Luca Salsi, pendolare fra il Festival Verdi di Parma, di cui è in ogni senso un prodotto, e dove l’altra sera ha fatto scempio del Macbeth nella versione pensata per Felice Varesi, e la Scala, è stato tradizionalmente becero e verista (senza la voce dei veri baritoni beceri e veristi) nei primi due atti, e si è un po’ controllato nel terzo, che è in ogni senso l’atto di Carlo, senza peraltro sfoggiare alcuna delle doti, eleganza, legato, chiarezza di dizione, rotondità di suono, che sono indispensabili per essere un plausibile Carlo V. Ovviamente con le caratteristiche negative di Luca Salsi il momento peggiore è stato “Vieni meco sol di rose”, ossia il punto in cui Verdi celebra, more parmense, il baritono donizettiano. Tutto sommato sufficiente, ma non brillante, la prova di Francesco Meli, pure messo alla frusta sia dalla tessitura acuta dei brani amorosi, vedi il duettino con Elvira, dove ha fatto sfoggio di imbarazzanti falsetti, sia dalla tessitura più centrale di passaggi oratori quali “Oro, quant’oro ogn’avido” e “Io son Conte, Duca sono”. Diciamocela tutta, Francesco Meli può anche cantare Verdi, ma del tenore verdiano non ha assolutamente nulla, gli mancano la dolcezza e la morbidezza del suono, lo slancio e lo squillo sugli acuti. Se priviamo il tenore verdiano, sia esso Otello, piuttosto che Ernani, che Don Alvaro, che Rodolfo della Miller, di queste caratteristiche possiamo avere qualcuno che riempie la scena, commenta applausi e fischi del pubblico dal proscenio, ma non può essere un cantante verdiano.

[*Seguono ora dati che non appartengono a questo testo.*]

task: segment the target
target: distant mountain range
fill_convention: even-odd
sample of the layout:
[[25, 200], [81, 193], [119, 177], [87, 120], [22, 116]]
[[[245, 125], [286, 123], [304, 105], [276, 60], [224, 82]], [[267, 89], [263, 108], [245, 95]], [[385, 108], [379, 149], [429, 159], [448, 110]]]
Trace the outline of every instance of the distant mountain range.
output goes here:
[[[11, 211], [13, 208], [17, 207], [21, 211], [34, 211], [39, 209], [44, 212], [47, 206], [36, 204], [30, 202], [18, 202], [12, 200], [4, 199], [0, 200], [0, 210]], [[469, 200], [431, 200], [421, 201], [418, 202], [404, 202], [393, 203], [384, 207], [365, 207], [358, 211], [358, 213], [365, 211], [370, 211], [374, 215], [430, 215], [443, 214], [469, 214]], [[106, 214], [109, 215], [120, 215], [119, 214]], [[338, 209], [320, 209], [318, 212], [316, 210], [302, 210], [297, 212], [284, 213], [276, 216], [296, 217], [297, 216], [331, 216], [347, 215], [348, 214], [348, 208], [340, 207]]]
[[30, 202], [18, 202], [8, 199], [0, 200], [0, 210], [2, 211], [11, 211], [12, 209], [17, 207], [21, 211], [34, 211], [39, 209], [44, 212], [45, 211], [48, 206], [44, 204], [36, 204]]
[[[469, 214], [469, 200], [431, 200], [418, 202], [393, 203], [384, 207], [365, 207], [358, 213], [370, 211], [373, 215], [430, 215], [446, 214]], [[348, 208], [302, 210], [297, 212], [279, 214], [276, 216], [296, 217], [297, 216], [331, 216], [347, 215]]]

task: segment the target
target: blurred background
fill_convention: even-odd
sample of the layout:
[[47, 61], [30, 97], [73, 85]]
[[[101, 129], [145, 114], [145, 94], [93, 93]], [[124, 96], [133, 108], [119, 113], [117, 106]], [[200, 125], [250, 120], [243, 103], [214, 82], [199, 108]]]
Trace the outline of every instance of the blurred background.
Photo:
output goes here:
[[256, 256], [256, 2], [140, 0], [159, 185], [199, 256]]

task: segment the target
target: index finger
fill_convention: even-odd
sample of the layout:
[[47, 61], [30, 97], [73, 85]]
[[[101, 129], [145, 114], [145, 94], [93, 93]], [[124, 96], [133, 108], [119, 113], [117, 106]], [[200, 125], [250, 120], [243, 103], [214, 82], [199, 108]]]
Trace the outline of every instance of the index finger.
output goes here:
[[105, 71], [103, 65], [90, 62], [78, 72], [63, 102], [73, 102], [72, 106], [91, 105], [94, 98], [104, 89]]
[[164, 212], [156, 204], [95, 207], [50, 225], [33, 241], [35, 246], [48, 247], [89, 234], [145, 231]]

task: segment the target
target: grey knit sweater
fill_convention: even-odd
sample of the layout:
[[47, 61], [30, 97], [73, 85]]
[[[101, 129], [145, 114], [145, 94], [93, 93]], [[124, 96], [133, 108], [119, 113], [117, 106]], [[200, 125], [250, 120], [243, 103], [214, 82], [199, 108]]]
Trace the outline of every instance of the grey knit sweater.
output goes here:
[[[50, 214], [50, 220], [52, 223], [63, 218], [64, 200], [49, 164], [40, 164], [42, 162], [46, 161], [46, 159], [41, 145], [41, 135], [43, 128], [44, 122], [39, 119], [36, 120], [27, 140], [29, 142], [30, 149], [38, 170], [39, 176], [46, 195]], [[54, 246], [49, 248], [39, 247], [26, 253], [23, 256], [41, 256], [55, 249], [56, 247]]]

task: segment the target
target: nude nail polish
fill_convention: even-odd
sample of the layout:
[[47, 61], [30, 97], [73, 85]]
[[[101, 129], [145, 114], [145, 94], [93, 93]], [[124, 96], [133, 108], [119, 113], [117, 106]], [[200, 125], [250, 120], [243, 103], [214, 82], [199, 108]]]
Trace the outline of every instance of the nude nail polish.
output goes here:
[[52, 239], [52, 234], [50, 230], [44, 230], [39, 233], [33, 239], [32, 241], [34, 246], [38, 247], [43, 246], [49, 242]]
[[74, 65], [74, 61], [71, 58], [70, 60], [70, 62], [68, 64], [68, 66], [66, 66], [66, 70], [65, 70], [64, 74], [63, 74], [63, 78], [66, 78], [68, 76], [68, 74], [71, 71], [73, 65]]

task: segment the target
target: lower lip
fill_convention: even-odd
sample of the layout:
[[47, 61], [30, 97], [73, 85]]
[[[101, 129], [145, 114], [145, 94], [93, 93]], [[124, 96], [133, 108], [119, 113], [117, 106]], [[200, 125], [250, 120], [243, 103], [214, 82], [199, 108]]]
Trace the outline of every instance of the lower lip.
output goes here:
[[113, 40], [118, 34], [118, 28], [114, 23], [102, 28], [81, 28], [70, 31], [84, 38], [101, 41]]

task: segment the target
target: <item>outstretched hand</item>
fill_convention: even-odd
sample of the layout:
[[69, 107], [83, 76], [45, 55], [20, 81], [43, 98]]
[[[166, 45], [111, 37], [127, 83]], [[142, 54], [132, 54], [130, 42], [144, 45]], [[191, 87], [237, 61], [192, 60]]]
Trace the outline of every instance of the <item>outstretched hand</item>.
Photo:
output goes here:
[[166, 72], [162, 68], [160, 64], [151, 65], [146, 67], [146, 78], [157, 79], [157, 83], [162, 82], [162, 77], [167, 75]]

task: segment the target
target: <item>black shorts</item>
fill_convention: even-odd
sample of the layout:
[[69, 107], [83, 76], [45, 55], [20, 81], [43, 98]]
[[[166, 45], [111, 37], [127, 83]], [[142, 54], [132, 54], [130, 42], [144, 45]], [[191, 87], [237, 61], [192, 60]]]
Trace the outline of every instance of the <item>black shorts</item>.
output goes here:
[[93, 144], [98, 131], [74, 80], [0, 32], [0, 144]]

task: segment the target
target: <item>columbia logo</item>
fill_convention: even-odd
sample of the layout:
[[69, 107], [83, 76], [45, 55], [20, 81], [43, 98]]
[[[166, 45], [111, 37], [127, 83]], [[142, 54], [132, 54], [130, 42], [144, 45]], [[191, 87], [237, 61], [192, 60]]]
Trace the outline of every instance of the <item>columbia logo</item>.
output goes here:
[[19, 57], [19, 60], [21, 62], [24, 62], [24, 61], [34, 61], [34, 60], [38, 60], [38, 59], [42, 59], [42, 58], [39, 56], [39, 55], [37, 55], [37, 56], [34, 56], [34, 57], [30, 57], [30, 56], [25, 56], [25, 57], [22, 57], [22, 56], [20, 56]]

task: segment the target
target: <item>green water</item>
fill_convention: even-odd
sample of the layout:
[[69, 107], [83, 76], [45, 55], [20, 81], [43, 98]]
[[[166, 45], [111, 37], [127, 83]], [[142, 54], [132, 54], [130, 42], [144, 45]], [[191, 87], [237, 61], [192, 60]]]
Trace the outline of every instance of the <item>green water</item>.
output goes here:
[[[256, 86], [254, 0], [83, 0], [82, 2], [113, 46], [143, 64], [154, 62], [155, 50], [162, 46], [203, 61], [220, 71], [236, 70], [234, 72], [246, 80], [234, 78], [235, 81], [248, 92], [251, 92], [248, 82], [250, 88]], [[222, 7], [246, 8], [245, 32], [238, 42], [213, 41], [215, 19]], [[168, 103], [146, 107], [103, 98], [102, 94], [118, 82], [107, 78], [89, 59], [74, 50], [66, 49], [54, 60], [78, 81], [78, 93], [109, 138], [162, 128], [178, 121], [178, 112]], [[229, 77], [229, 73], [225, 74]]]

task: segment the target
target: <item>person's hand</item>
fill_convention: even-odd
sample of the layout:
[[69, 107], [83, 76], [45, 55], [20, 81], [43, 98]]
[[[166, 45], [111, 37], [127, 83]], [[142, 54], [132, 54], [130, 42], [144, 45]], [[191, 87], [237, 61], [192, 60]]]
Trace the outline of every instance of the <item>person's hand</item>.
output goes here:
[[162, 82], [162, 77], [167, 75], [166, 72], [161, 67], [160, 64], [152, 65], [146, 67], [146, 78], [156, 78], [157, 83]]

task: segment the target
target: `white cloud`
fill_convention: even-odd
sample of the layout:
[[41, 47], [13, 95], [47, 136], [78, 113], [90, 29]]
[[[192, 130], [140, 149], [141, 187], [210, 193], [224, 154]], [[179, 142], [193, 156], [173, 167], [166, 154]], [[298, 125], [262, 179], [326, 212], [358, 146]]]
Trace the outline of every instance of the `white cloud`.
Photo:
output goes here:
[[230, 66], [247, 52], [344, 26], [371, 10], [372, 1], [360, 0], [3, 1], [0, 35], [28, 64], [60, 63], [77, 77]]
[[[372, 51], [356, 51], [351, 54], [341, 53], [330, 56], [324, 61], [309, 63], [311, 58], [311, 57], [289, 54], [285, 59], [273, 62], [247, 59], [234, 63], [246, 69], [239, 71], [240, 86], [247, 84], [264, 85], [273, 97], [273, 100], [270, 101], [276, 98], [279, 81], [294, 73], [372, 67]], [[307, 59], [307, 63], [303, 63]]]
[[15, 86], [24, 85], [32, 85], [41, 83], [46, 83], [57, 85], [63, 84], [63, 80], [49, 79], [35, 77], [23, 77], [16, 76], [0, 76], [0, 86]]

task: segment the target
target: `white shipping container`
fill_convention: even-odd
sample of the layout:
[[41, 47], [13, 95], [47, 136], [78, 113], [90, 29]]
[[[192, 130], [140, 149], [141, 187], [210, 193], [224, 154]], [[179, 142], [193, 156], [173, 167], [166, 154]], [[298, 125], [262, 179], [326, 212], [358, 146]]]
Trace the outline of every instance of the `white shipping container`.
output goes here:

Il migliore in campo (non che la concorrenza fosse agguerrita, né il ruolo particolarmente oneroso) Ildar Abdrazakov, privo della cavata che compete all’autentico basso verdiano (un limite che si avverte in particolare nelle discese al grave), ma esecutore solido e a tratti (cantabile della sortita, che strappa il primo autentico applauso della serata) persino ispirato. Nessun fremito invece, pochi colori, dinamica piatta, incedere meccanico, tanto “casino” nei passaggi a piena orchestra e diversi pasticci specie nelle scene che prevedono l’intervento del coro, per la direzione di Adam Fischer, che se non arriva alle “vette” di certe recenti performance scaligere (su tutte quella del Pirata) è davvero un esempio preclaro di routine nel senso più mortificante del termine. Ricordiamo che la serata era dedicata a Tullio Serafin nel cinquantesimo della sua scomparsa: un tentativo davvero infelice di omaggiare il morto, anzi il caro estinto.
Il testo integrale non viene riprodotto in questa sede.